T: trad.
Arr: Laurens van Rooijen




De Boer uit Zwitserland
jaar: 1969

Daar kwam ene boer uit Zwitserland,
kadee, kadolleke, kada, en die had ene ezel aan zijn hand
labberdie, labberda, labberdonia
en die had ene ezel aan zijn hand, Cecilia!

waarop dat lei ene witte doek
kadee, kadolleke, kada, Hij sprak, wat zal ik daarmee doen
labberdie, labberda, labberdonia
Hij sprak, wat zal ik daarmee doen, Cecilia!

snijerken, sprak hij: snijerken fijn
kadee, kadolleke, kada, wil mij maken een kedelijn
labberdie, labberda, labberdonia
wil mij maken een kedelijn, Cecilia!

en toen die kedelijn was gemaakt,
kadee, kadolleke, kada, toen ging hij voor zijn vrouwke staan
labberdie, labberda, labberdonia
toen ging hij voor zijn vrouwke staan, Cecilia!

Vrouwke, sprak hij, vrouwke fijn
kadee, kadolleke, kada, zeg mij: hoe staat die kedlijn?
labberdie, labberda, labberdonia
zeg mij: hoe staat die kedelijn? Cecilia!

die kedelijn staat jou niks goe:
kadee, kadolleke, kada, gij hebt een lijf gelijk een koe!
labberdie, labberda, labberdonia
gij hebt een lijf gelijk een koe! Cecilia!

heb ik een lijf gelijk een koe,
kadee, kadolleke, kada, dan ga ik weer naar de snijer toe.
labberdie, labberda, labberdonia
dan ga ik weer naar de snijer toe, Cecilia!

Snijerken, sprak hij, smijerken fijn
kadee, kadolleke, kada, gij hebt er bedorven mijn kedelijn
labberdie, labberda, labberdonia
gij hebt er bedorven mijn kedelijn, Cecilia!

heb ik er bedorven uw kedelijn?
kadee, kadolleke, kada, ik heb het gesnejen in de maneschijn!
labberdie, labberda, labberdonia
ik heb het gesnejen in de maneschijn! Cecilia!

hebt gij het gesnejen in de maneschijn
kadee, kadolleke, kada, ik zal het betalen in de zonneschijn!
labberdie, labberda, labberdonia
ik zal het betalen in de zonneschijn!
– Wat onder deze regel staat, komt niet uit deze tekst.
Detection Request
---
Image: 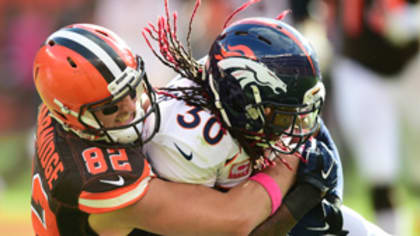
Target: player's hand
[297,139,338,197]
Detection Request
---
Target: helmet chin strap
[105,102,145,144]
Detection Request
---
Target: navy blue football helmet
[205,18,325,153]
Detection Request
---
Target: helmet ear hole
[235,31,248,36]
[54,110,68,120]
[258,36,271,45]
[67,57,77,68]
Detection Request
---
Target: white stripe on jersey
[79,176,151,209]
[47,30,122,78]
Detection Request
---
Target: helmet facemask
[258,99,322,154]
[78,57,160,144]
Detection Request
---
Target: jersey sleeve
[79,160,154,214]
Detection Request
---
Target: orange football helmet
[33,24,160,144]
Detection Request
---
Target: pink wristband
[249,173,282,215]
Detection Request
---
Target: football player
[143,1,387,235]
[31,24,335,236]
[143,1,342,235]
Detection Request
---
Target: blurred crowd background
[0,0,420,235]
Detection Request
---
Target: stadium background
[0,0,420,236]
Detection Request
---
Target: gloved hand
[297,139,338,197]
[284,139,338,220]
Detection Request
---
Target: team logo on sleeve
[229,160,251,179]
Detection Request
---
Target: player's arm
[252,136,338,236]
[89,158,298,235]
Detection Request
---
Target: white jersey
[144,78,252,188]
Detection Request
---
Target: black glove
[289,194,348,236]
[297,139,338,196]
[284,139,338,220]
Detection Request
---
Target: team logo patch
[229,160,251,179]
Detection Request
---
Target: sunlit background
[0,0,420,236]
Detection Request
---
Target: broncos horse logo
[217,57,287,94]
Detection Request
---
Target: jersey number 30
[177,107,223,145]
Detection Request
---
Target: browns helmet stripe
[47,28,127,83]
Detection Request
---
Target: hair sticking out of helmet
[223,0,261,29]
[142,0,201,78]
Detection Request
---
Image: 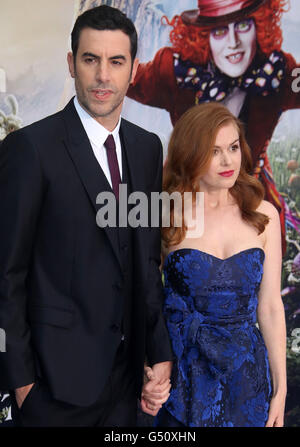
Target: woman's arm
[257,201,286,427]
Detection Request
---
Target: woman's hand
[265,395,285,427]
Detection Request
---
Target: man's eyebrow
[81,51,126,61]
[214,138,240,149]
[81,51,99,59]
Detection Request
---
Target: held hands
[15,383,34,409]
[141,362,172,416]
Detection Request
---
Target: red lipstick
[219,171,234,177]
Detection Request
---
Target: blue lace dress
[155,248,271,427]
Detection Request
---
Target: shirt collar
[74,96,121,147]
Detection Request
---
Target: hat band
[199,0,261,17]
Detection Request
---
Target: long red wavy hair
[161,102,269,247]
[163,0,289,65]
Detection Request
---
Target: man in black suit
[0,6,172,426]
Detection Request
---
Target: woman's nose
[228,23,241,50]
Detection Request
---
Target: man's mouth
[91,89,113,101]
[226,51,244,64]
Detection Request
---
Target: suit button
[110,324,120,333]
[113,282,123,290]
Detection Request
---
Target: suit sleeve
[127,47,177,110]
[0,130,43,390]
[146,136,173,365]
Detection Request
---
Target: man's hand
[15,383,34,409]
[141,362,172,416]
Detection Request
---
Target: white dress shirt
[74,96,122,187]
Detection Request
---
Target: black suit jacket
[0,100,172,405]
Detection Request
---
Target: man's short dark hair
[71,5,137,63]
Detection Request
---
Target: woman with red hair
[143,102,286,427]
[128,0,300,251]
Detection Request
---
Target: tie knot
[104,134,116,149]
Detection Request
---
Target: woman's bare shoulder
[256,200,279,219]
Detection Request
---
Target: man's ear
[67,51,75,78]
[130,57,140,84]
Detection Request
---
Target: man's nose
[96,61,110,83]
[228,23,241,50]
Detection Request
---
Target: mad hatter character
[128,0,300,250]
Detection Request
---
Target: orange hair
[163,0,289,65]
[162,102,269,246]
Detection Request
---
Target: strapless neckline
[164,247,265,264]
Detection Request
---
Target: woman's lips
[226,51,244,64]
[219,171,234,177]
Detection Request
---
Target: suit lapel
[62,100,121,272]
[120,119,149,278]
[120,119,145,191]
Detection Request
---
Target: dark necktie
[104,135,121,200]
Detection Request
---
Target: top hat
[181,0,266,26]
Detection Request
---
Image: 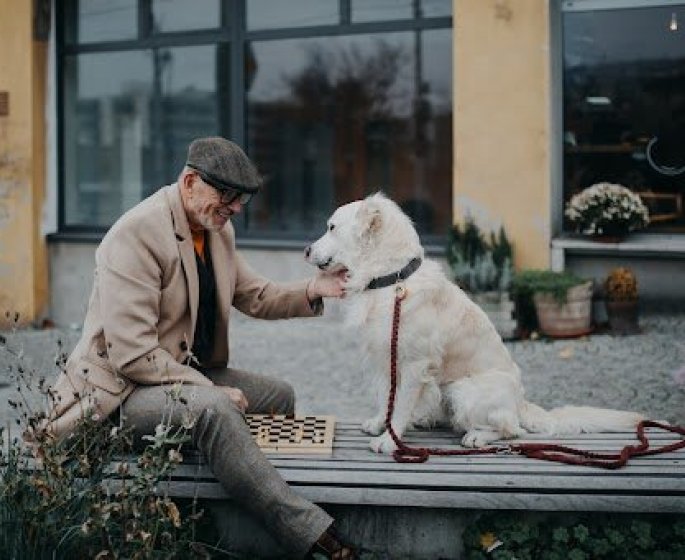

Cecilia!

die boer die pakt zijn stok al gauw
kadee, kadolleke, kada, en waar hij sloeg kwam niet zo nauw
labberdie, labberda, labberdonia
en waar hij sloeg kwam niet zo nauw, Cecilia!

maar ook die snijer hield zich kloek:
kadee, kadolleke, kada, hij stak die boer met zijn naald in zijn broek
labberdie, labberda, labberdonia
hij stak die boer met zijn naald in zijn broek, Cecilia!

ze zetten de snijer op een witte geit
kadee, kadolleke, kada, en reden er mee naar de eeuwigheid
labberdie, labberda, labberdonia
en reden er mee naar de eeuwigheid, Cecilia!